Nie pamiętam takiej Wielkanocy. Nie warto było choinki rozbierać. Śnieżyca jak diabli.
* * *
Rodzinne śniadanko wielkanocne już z głowy. Nawpieprzałem się jak idiota i czuję się jak rozdęty balon. Tylko co innego można robić w trakcie nasiadówy przy stole, kiedy jest się w dodatku najmłodszym z całego towarzystwa?
Dialogi rodzeństwa - siostra (84 lata) i brat (81 lat).
W przedpokoju.
S : -Od niedawna mam problemy z pamięcią. Wyraźnie zaczyna mi szwankować.
B : -Nic się nie przejmuj! Doskonale się trzymasz i świetnie wyglądasz!
S : -Ty to jakiś durny jesteś - mi myślenie wysiada, to co ma do tego wygląd?!
Sporo później, przy stole.
B : -Słuchaj, co ja ci chcę opowiedzieć...

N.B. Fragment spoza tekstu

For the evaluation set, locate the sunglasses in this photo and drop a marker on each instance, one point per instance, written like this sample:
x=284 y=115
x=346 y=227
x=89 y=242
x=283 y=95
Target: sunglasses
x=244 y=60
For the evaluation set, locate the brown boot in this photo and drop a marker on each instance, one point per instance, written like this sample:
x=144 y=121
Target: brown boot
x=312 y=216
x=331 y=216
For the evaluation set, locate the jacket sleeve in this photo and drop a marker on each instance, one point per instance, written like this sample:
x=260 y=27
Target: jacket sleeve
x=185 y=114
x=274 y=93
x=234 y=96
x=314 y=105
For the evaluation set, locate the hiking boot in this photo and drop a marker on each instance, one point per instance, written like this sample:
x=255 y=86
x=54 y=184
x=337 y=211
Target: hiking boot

S : -Ja z tobą nie rozmawiam, bo ty mi jakieś pierdoły wygadujesz!
* * *
Smętne refleksje dzielone ze Schwester w drodze powrotnej. Oboje jesteśmy zdegustowani zachowaniem naszej matki. Wygląda to tak, jakby w miarę upływu czasu ojciec przyklapnął i złagodniał (a właściwie, jeśli przypomnieć sobie jego najlepsze zachowania, to stał się niemal aniołem), za to matka rozwinęła skrzydła nie potrzebując się już ograniczać i krępować. Oblicze jakie przy tym ukazuje napawa nas smutkiem i rozczarowaniem.